Something to “Prove”
Darkness On The Edge Of Town, released in 1978, presented a much different songwriting side of Bruce Springsteen. Gone, for the most part, was the excessive wordiness and elongated running times of his first three albums. They were replaced by a more concise lyrical style and a more simplified, intensified musical attack.
The tenor of the lyrics also changed dramatically. Springsteen had written serious songs before. But he had done so in the midst of outsized situations, including a heavy reliance on gangs brawling out on the streets. Darkness features folks doing hard work and often failing to get their just rewards for it.
In a musical sense, “Prove It All Night” stands out as one of the brightest songs on the album. Both Springsteen on guitar and Clarence Clemons on saxophone rip off impassioned solos. Meanwhile, the lyrics touch on some of the same romantic wanderlust that characterized the Born To Run album in 1975.
That doesn’t mean, however, that the song looks through rose-colored glasses. The narrator believes that a happy ending could be in the cards with his lover. But he also insists that it won’t just be granted to them. They’ll have to believe in it with all their hearts and work overtime to make sure it happens.
Explaining the Lyrics of “Prove It All Night”
Springsteen sets the laborious tone in the opening line. “I’ve been working real hard, trying to get my hands clean,” he begins. That suggests that he might have once been taking the easy, perhaps illegal, way out to earn money. He promises the girl a road trip and some gifts if she’ll buy into his plan: “Baby, just one kiss will get these things for you/A kiss to seal our fate tonight.”

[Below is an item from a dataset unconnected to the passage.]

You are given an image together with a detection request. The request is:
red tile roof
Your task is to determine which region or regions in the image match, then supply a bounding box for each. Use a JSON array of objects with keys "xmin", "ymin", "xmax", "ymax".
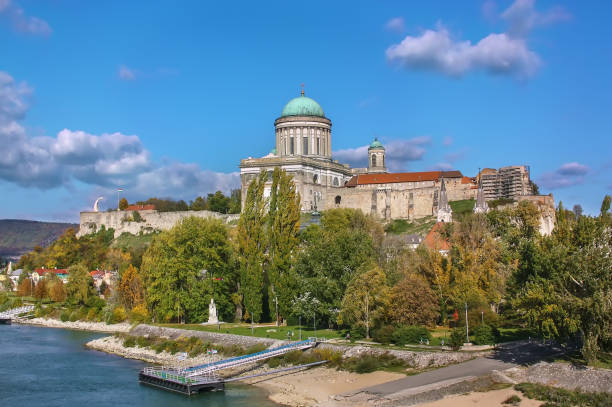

In the second verse, Springsteen briefly reaches out to the audience and their own struggles. “There’s so much that you want, you deserve much more than this,” he explains. Waiting for dreams to come true won’t get it done. Instead: “And girl, you want it, you take it, you pay the price.”
The final verse brings it back to the personal level, as the guy once again implores the girl to join him. “You hear their voices, telling you not to go,” he says of the naysayers. “They made their choices and they’ll never know/What it means to steal, to cheat, to lie/What it’s like to live and die.”
Springsteen is drawing a comparison between stale lives and those lived out on the edge by people who are longing for true bliss. “Girl, there’s nothing else that we can do,” he insists in the chorus. To get where you want in life, The Boss suggests, you have to “Prove it All Night”. And then you have to wake up in the morning and start the process all over again.